Chrome 89 has been out in the wild for a couple of weeks now and one particular feature appears to be getting the bulk of attention from users and tech bloggers alike. Chrome’s “Reading List” feature is shaping up to be Google’s answer to Microsoft’s Collections and despite Reading List being very much a work in progress, Google saw fit to roll it out in the latest update to Chrome and Chrome OS. The concept is simple. In lieu of bookmarking pages for later consumption, you drop them in the Reading List where you can quickly access them and dismiss them when they are no longer needed.
Personally, I’m a fan of the Reading List. I have a bad habit of bookmarking web pages that I only need to set aside for a few minutes but they don’t need to live on my Bookmarks bar. I can drop them in the Reading List and at some point during the day, I can go through and clean out the list. Sometimes, I just need to throw something in there while I’m at home knowing that, when I get to the office, it will be easily accessible for me to read. Anyway, I like it. That said, the Reading List is getting some push back from some Chrome users and numerous tech blogs have already diagrammed how to disable the new feature should you want it gone. I won’t blame you if you are in that camp but I would like to point out that the Reading List is going to get a lot more useful in the future with additions like the ability to add tab groups to the list as well as weekly reminders to view your saved sites.
Another cool feature that’s being worked on for the Reading List is a UI update that we have been tracking since late October of last year. The “Side Panel” feature will turn the Reading List into something very similar to Microsoft’s Collections. Instead of a simple dropdown for the Reading List, clicking the folder will slide out a sidebar that contains not only your Reading List articles but also your Bookmarks. The Side Panel flag has been present in the Canary Channel for weeks but enabling it actually broke the Reading List entirely. That is, until the latest update. I happen to hit my Reading List yesterday to see if there was anything new and much to my surprise, there was. Instead of the usual dropdown, my Reading List slid over from the right side of the browser. Check out the quick video below to get a first look at Chrome’s new Side Panel.
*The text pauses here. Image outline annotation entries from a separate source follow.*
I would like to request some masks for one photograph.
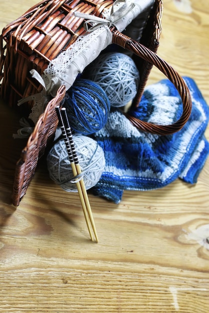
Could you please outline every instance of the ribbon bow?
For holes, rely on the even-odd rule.
[[[124,2],[124,4],[117,10],[117,6],[119,6],[122,2]],[[135,4],[133,3],[128,6],[126,0],[116,0],[112,6],[109,16],[102,13],[102,15],[104,18],[102,18],[94,15],[76,12],[74,12],[74,15],[76,18],[87,20],[84,24],[84,27],[87,32],[94,32],[95,30],[104,25],[106,25],[110,28],[112,25],[126,16],[134,6]],[[94,24],[90,28],[88,26],[90,24]]]

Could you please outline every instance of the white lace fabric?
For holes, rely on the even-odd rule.
[[[122,32],[129,25],[132,20],[144,11],[148,10],[153,4],[154,0],[121,0],[118,1],[116,6],[114,16],[117,16],[117,12],[124,6],[132,4],[134,6],[130,10],[121,18],[118,20],[114,25],[120,32]],[[106,10],[104,14],[104,18],[110,18],[111,8]],[[118,14],[121,14],[118,12]],[[105,49],[112,42],[112,34],[107,25],[101,26],[93,32],[88,33],[78,38],[66,50],[62,52],[48,66],[42,75],[42,78],[46,86],[50,86],[50,94],[54,96],[52,92],[52,80],[56,78],[56,82],[60,86],[64,85],[68,90],[74,82],[79,74],[82,73],[85,68],[98,56],[100,52]],[[56,82],[56,86],[58,83]],[[56,88],[54,90],[54,91]],[[40,116],[45,108],[46,103],[40,96],[36,98],[34,96],[34,104],[32,112],[29,116],[36,124]]]

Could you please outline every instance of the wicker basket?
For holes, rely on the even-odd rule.
[[[18,106],[18,101],[38,94],[43,88],[42,84],[32,77],[31,70],[42,76],[52,60],[62,52],[70,48],[78,38],[86,34],[84,18],[75,16],[75,12],[102,18],[104,10],[112,8],[114,2],[114,0],[46,0],[8,25],[3,30],[0,40],[0,92],[6,102],[19,110],[22,116],[28,116],[34,101],[28,98]],[[142,2],[146,3],[146,0]],[[124,114],[138,128],[163,135],[177,132],[184,126],[190,116],[192,104],[189,91],[183,80],[156,54],[162,31],[162,0],[146,2],[149,6],[127,25],[126,32],[119,31],[114,23],[108,24],[108,27],[112,42],[132,54],[140,72],[140,82],[133,106],[138,106],[140,102],[153,64],[178,90],[182,100],[183,114],[172,125],[153,125],[133,118],[128,112]],[[139,23],[136,34],[136,26]],[[134,38],[132,36],[133,28]],[[49,99],[17,162],[12,195],[15,206],[18,205],[26,194],[38,159],[44,154],[48,138],[55,132],[58,123],[55,107],[62,103],[66,89],[65,86],[60,86],[55,96]]]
The new side panel is actually working very well and I think that it looks great. There are some questions as to what direction Google is going to take the new feature. With the bookmarks now showing in the Reading List, the Bookmarks bar now feels a bit redundant. For now, the Bookmarks tab in the side panel actually shows all of your bookmarks from Chrome desktop as well as any mobile devices you have synced and they are not nested in their respective folders. Also, if you hide your Bookmarks bar, the Reading List also gets hidden. This is counterintuitive but I presume that will not be the intended action when the side panel reaches Stable. I would hope that, eventually, the Reading List and the Bookmarks bar could become an either/or option. Simply disabling the Reading List could return saved bookmarks to the bookmarks bar. Of course, those can be easily hidden with Ctrl+Shift+B if you don’t want them visible and taking up space. We’ll keep track of the Side Panel as it evolves. I suspect that it should roll up to the Stable channel relatively quickly considering the fact that it is working as well as it is in Canary.